Prominent artist Dale Chihuly has his traveling installation on display right now at the Dallas Arboretum. It is also a gorgeous time to visit the lush gardens of Big D, so last week I took a couple of days to visit there.
I chose to go on one of their advertised “Chihuly Nights”. Arriving at 6:00 p.m., we first wandered the gardens in daylight so I could ooh and aah at the hydrangeas, ferns, trial gardens, hanging baskets, ponds, waterfalls, lake, fountains, water walls (there’s a LOT of water here) and so much more. Funny, when I lived in the DFW area (my first 35 years), I had fantasies that Austin was much more lush, green and wet than north Texas. With the rolling hills and evergreen Live Oaks of the Hill Country, it has a character that north Texas is missing. I didn’t realize how different the climates really were.
One of the biggest things I miss here is the lack of wild thunderstorms that I grew up with; here I’ve rarely gotten to enjoy that electrical ozone-charged smell in the air following an adrenaline filled night of storming. North Texas is just enough farther north to be in Tornado Alley; I can remember a few times of the tornado sirens going off, but only once was the tornado close enough that I took animals and loved ones and rode out the storm in an interior bathroom.
As excited as I was to see the amazing Chihuly exhibit, I was equally as thrilled to get a taste of the type of gardens I grew up with. When I first started gardening in Austin 6 years ago, I naively imagined that I could have a similar lush, Southern garden. I spent a lot of money, time, blood, sweat and tears in that fruitless effort. Our soil, climate and rainfall patterns are just not conducive to “lush”.
It was also lovely to see the people strolling through the gardens into the night. In Dallas, you don’t wear khaki shorts and flipflops everywhere. Ladies were wearing hats, sundresses and strappy high-heel dressy sandals for the event. Men were in slacks or nice jeans. Of course, I’ve now succumbed to the Austin casual style of dress; combine our extra humidity, hotter nights and longer summers, and shorts and sandals have to be the standard.
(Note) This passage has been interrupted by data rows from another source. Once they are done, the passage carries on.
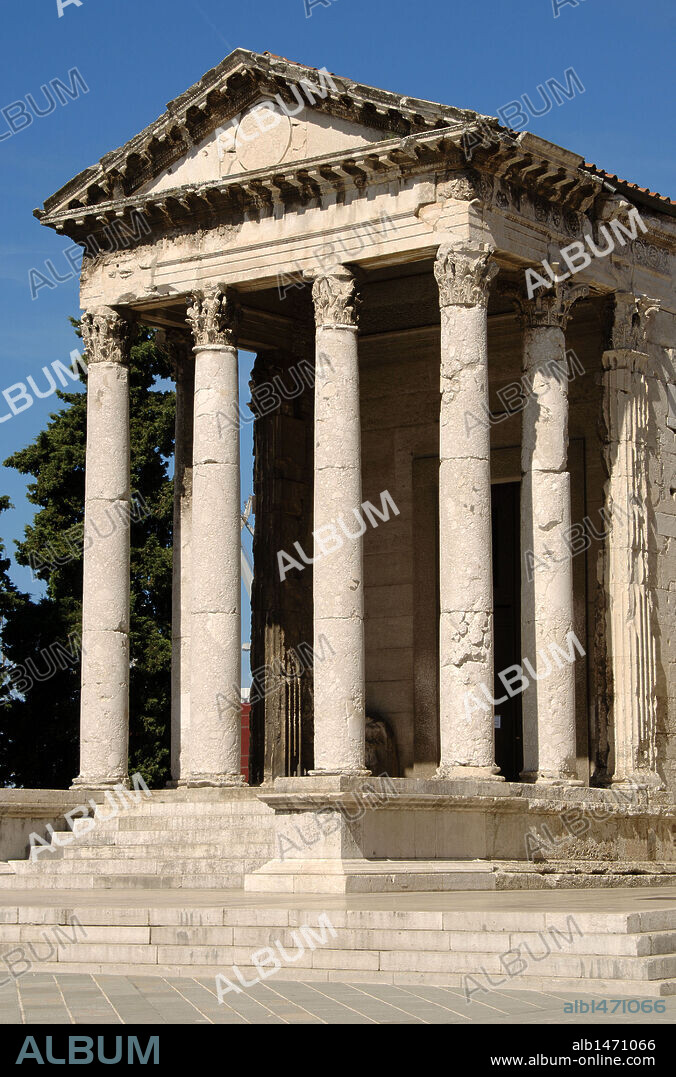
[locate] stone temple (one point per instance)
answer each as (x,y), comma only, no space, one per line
(465,497)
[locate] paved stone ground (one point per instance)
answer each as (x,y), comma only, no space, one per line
(69,998)
(585,899)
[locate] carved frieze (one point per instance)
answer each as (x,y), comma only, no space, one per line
(106,336)
(336,302)
(214,317)
(464,276)
(631,321)
(547,309)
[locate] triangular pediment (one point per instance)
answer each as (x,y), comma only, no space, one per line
(267,134)
(317,113)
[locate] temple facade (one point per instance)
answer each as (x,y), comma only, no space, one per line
(464,466)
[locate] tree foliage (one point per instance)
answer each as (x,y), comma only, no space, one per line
(39,721)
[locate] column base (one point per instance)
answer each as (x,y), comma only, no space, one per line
(100,783)
(458,770)
(342,772)
(548,778)
(210,781)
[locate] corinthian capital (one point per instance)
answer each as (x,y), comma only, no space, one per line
(631,321)
(464,276)
(336,302)
(106,336)
(214,317)
(548,309)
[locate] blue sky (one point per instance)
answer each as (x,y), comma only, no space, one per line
(136,55)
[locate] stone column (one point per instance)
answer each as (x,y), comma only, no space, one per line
(465,540)
(547,610)
(104,701)
(630,603)
(338,573)
(213,754)
(183,363)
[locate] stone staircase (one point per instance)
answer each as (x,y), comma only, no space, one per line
(205,839)
(515,945)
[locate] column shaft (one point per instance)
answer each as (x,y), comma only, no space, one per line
(215,631)
(465,535)
(181,601)
(104,701)
(338,572)
(630,603)
(547,607)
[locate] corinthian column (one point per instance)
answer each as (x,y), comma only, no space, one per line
(182,361)
(213,753)
(465,542)
(547,610)
(104,701)
(630,603)
(338,573)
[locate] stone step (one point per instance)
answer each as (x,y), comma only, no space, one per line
(482,943)
(149,845)
(608,953)
(362,876)
(185,808)
(139,822)
(296,951)
(124,866)
(129,881)
(607,988)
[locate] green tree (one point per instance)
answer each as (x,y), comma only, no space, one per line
(39,728)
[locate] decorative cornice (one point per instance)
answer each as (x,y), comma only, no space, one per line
(631,321)
(336,302)
(549,309)
(214,317)
(106,335)
(464,276)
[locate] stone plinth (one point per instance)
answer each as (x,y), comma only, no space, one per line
(339,834)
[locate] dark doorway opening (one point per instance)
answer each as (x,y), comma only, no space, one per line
(507,625)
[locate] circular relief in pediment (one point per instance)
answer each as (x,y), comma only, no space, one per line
(263,137)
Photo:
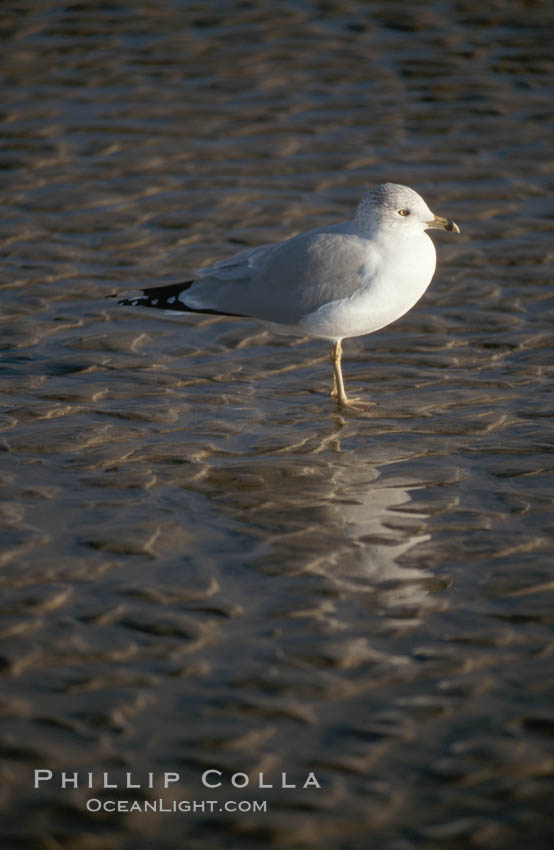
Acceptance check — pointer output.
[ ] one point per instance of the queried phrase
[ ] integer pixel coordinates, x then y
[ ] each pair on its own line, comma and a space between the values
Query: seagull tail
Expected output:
167, 298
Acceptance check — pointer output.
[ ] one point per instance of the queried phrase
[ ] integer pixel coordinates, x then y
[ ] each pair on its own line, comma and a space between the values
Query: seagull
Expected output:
332, 282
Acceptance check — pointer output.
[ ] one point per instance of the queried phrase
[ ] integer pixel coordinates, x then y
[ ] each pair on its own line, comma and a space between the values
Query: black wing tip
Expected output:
163, 297
167, 298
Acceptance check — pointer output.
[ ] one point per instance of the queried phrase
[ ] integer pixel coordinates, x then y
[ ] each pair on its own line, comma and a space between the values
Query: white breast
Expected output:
397, 283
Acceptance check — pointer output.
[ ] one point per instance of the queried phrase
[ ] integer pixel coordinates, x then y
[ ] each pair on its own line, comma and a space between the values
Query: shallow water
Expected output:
205, 564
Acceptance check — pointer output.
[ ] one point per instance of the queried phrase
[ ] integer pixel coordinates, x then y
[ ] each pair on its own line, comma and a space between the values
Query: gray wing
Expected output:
286, 281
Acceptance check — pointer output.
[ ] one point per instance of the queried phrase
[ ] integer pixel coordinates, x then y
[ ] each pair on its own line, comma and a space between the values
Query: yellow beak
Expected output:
441, 223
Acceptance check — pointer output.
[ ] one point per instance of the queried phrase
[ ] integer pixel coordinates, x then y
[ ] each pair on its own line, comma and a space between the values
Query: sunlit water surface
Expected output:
205, 564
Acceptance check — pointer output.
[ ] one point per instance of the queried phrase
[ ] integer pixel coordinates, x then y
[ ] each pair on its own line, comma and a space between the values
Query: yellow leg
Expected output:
338, 390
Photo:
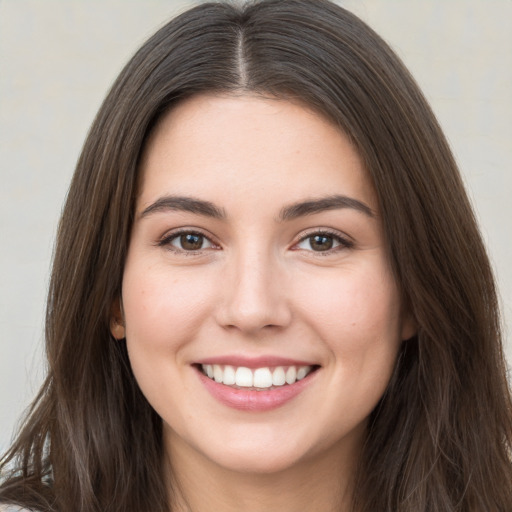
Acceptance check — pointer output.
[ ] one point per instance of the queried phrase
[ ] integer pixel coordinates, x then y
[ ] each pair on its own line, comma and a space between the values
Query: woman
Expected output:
269, 290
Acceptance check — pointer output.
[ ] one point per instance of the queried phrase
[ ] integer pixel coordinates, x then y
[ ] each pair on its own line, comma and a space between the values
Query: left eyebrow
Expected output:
184, 204
313, 206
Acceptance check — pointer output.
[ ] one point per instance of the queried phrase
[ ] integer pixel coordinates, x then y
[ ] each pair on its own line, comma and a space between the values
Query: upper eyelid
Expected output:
171, 234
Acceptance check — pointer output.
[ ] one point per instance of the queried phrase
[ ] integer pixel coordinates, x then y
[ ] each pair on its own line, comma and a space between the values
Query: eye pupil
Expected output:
191, 241
321, 242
Most of Chihuly’s works were nestled into beds of annuals, perennials, or water. There were a few that were so huge they signaled an entrance into a different area of the park. This tall yellow icicle tree was created specifically for the Dallas show. Chihuly creates one piece of custom glass sculpture unique to each different city of his tour.
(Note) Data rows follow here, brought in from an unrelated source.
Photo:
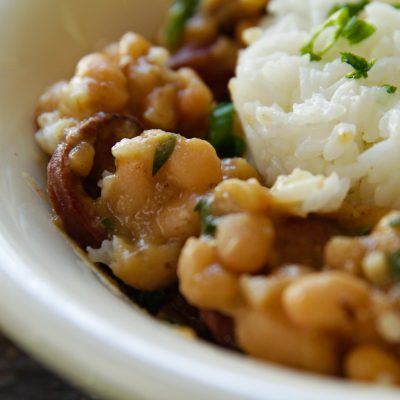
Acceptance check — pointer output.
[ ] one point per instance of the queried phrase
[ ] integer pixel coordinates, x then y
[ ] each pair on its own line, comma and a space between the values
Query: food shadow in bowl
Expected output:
50, 302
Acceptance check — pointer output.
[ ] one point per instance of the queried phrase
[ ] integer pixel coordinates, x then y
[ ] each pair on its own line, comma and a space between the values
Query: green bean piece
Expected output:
163, 152
178, 14
221, 132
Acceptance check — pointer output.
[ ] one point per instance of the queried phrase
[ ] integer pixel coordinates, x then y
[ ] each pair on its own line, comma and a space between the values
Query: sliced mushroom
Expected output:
73, 190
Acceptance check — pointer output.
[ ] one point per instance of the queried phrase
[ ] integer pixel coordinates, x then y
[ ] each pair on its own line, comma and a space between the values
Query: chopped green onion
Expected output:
221, 132
360, 64
208, 221
178, 14
393, 260
337, 21
354, 8
107, 224
163, 152
390, 89
357, 30
343, 23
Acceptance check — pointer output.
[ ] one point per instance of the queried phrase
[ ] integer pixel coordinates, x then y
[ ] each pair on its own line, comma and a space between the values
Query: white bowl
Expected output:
50, 302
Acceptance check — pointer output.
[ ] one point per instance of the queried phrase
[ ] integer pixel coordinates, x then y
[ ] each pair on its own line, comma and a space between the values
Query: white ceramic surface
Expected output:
50, 303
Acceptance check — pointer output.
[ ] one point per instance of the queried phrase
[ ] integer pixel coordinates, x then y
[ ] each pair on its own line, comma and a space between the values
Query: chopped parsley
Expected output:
208, 220
390, 89
342, 24
221, 132
354, 8
360, 64
163, 152
357, 30
393, 261
179, 13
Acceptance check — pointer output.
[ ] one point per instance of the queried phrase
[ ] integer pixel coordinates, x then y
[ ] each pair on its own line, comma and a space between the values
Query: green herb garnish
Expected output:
178, 14
337, 22
390, 89
341, 24
208, 221
163, 152
360, 64
221, 132
357, 30
107, 224
354, 8
393, 261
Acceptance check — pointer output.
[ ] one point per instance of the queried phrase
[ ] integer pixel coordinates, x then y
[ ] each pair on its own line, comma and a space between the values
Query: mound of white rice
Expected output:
308, 115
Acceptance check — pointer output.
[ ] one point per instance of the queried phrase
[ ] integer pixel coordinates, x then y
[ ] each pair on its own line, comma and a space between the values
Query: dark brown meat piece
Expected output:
221, 327
302, 241
209, 64
71, 197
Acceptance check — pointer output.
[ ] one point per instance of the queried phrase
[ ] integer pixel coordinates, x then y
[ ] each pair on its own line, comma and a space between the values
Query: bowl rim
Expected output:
211, 367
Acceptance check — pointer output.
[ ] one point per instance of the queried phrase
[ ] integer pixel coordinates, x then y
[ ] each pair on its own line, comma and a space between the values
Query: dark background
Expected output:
21, 378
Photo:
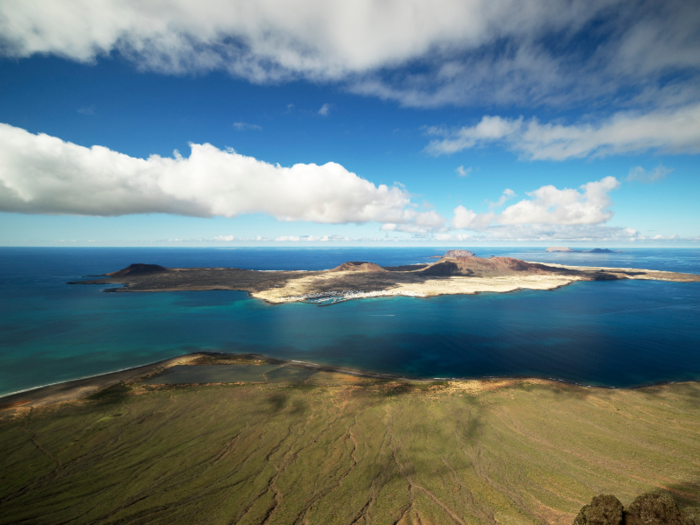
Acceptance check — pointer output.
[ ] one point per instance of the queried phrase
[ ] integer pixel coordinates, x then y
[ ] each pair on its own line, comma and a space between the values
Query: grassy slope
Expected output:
514, 452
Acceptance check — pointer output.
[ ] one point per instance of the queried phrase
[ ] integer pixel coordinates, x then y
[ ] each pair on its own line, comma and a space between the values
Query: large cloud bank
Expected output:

The Dallas Arboretum is nestled next to White Rock Lake. There are many plantings and water features that take advantage of that expansive view, with even an infinity-edged pond at one point. Water abounds in this park, and each vignette has its own personality.
The Chihuly exhibit goes until the Fall. I may return again after the summer heat wanes a bit; I’d love to see the Arboretum in its Autumn cloak and get more plant combination ideas. It’s a season that needs more nurturing in my yard. Okay, we don’t really HAVE Fall here, so maybe that’s why I haven’t embraced fall annuals to spruce up the garden after the summer’s brutal spanking.
There are several planting ideas that I jotted down in my notes; the Arboretum is a privately-endowed, well-funded garden, and the plantings are in a grand abundance. I saw many combinations that I can use here on a smaller scale in my own garden.
At 66 acres, the park doesn’t feel huge. In fact, until I just now looked it up, I thought it was smaller than Zilker Gardens (30ish acres here, half the size!). In the nationally acclaimed Dallas arboretum, with much money pledged to it in private funds, all of the park is utilized with vignettes, water features, seating areas, concert amphitheaters, dining options, allees, bridges, natural and formal settings and everything in between. It’s a great place to go for ideas. The ease of movement throughout and small, intimate areas reduce the vastness to an easy scale. I wish we had a similar program for the upkeep of Zilker, something the Austin City Council apparently just nixed. Ladybird Johnson Wildflower Center is a great example of what a reasonably well funded Hill Country garden could look like, though I know it could use more infusions of cash for their programs.
Tickets are $2o for adults, which includes parking. It wasn’t overly crowded, though I did make it a point to attend before school has let out. You can bring your own picnic, which many people did. I loved seeing the well-dressed couples sitting on blankets with candle- lighting and bottles of wine.
The gardens do a fabulous job of showing off plants; I think I finally learned the lesson of taking one plant and planting swaths and swaths of it in a large group to make a statement. It made common begonias and impatiens become beautiful focal points with a lot to say. Just because they are common doesn’t mean they aren’t pretty; they just need to be used correctly.
It’s worth the trip to Dallas for an overnight vacation to witness this world-class exhibit. I hope you get to see it!